There are many artificial intelligence (AI) tools on the market today that can take a user’s text or images and turn them into images or videos that match the initial prompt. A new patent reveals that audio could soon be an input option for bringing your visions to real life.
as discovered by MS power userthe United States Patent and Trademark Office (USPTO) 20 page document This paper was submitted by Microsoft on April 5, 2023 and published on October 10, 2024. This paper details a new AI-supported system that converts live audio into images.
Related article: Check out Adobe’s free AI video generator – how to try it out
This system takes audio live streams such as meetings and lectures and converts them into live text transcripts. The transcript is then summarized by a large-scale language model (LLM) and input into a text-to-image model, which generates an image and outputs it on screen, as shown in the image below.

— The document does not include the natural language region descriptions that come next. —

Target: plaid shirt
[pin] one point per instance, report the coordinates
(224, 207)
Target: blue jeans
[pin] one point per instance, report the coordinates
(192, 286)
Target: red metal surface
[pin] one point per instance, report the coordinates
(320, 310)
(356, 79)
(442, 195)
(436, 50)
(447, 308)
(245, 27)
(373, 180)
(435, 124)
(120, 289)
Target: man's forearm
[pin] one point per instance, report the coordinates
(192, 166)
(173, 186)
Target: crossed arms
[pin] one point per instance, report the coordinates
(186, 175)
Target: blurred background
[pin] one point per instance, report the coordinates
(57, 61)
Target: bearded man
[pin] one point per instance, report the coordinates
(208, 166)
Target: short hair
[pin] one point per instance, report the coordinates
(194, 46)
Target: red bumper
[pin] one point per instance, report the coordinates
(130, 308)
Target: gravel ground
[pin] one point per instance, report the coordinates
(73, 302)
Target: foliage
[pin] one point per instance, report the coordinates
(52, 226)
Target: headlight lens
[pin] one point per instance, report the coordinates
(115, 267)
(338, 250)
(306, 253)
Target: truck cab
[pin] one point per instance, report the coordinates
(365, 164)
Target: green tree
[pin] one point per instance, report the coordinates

The system continues to do this during the audio stream and continuously generates live images. According to Microsoft, viewing images in real time can increase people’s interest with visual aids, help them understand concepts, and make communication more effective.

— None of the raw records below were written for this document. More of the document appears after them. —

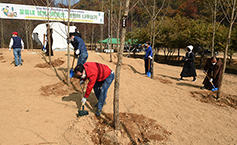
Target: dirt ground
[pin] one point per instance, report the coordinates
(37, 107)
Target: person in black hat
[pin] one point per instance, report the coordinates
(79, 48)
(49, 36)
(17, 43)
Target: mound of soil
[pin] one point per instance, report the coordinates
(210, 97)
(56, 62)
(162, 80)
(135, 129)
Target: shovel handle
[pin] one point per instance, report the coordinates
(149, 64)
(73, 61)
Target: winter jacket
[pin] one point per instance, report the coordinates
(95, 72)
(79, 44)
(148, 52)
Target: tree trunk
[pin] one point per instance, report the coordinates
(30, 31)
(92, 38)
(2, 38)
(111, 30)
(27, 39)
(68, 47)
(214, 29)
(49, 35)
(117, 74)
(101, 27)
(178, 53)
(219, 93)
(118, 29)
(153, 39)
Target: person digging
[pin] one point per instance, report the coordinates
(100, 77)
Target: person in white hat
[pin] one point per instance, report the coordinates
(189, 66)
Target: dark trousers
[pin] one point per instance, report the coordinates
(101, 89)
(146, 65)
(47, 48)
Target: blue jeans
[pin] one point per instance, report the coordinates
(17, 54)
(82, 58)
(101, 89)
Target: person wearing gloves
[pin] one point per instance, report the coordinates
(213, 68)
(148, 56)
(17, 43)
(79, 48)
(100, 77)
(189, 66)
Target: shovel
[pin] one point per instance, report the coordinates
(149, 68)
(82, 112)
(214, 88)
(71, 71)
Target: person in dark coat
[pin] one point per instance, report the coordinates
(51, 40)
(189, 66)
(17, 43)
(148, 56)
(79, 48)
(77, 33)
(213, 68)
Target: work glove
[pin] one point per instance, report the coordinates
(210, 80)
(83, 100)
(82, 82)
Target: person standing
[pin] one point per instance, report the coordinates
(100, 77)
(77, 33)
(213, 68)
(17, 43)
(79, 48)
(189, 66)
(49, 35)
(148, 56)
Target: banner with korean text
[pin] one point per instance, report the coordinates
(28, 12)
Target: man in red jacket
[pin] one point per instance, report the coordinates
(100, 77)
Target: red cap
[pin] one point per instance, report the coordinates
(15, 33)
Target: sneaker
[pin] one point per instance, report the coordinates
(98, 112)
(97, 104)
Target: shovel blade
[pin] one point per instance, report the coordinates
(71, 73)
(148, 74)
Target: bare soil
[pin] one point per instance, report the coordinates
(38, 107)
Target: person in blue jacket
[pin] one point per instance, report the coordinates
(17, 44)
(79, 48)
(148, 56)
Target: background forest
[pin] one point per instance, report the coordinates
(167, 24)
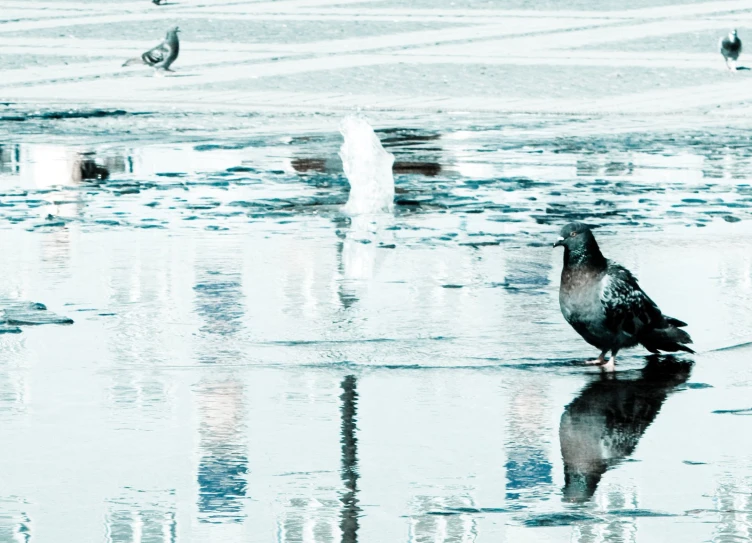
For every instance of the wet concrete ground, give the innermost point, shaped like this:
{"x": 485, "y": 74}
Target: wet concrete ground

“Displaying images related to information conveyed orally makes communications more engaging, memorable, and understandable, and improves communication efficiency,” Microsoft says.

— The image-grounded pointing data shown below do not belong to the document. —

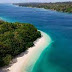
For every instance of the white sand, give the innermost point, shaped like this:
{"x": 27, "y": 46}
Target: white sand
{"x": 27, "y": 61}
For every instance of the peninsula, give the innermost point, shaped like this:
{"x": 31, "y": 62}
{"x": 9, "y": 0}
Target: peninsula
{"x": 58, "y": 6}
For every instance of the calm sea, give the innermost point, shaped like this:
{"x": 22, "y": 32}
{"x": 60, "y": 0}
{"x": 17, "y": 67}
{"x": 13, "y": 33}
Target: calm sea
{"x": 58, "y": 56}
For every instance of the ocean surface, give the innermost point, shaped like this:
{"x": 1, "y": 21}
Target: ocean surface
{"x": 58, "y": 56}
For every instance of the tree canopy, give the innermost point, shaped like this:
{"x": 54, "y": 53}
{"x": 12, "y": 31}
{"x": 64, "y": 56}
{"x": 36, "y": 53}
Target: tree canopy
{"x": 14, "y": 39}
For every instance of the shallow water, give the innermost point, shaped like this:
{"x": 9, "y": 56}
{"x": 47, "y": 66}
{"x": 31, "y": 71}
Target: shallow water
{"x": 58, "y": 56}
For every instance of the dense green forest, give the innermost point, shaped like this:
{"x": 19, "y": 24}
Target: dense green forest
{"x": 59, "y": 6}
{"x": 14, "y": 39}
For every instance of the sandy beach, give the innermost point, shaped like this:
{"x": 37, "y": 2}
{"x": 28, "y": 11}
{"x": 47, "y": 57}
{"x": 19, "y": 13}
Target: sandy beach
{"x": 26, "y": 60}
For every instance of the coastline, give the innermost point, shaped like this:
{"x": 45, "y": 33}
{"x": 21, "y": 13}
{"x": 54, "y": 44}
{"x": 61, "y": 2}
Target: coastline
{"x": 26, "y": 60}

Related article: Best AI chatbots in 2024: ChatGPT, Copilot, and worthy alternatives
If you’re wondering if this feature will be released soon, the answer is probably no. Filing a patent is a long road to developing a product or feature, and many patents remain ideas rather than reaching the commercialization stage.
However, if Microsoft decides to introduce this feature, it will be built into its video conferencing platform, Microsoft Teams, and will be accessible through its enterprise AI add-on Copilot, such as Copilot Pro and Microsoft 365 Copilot. Possibly.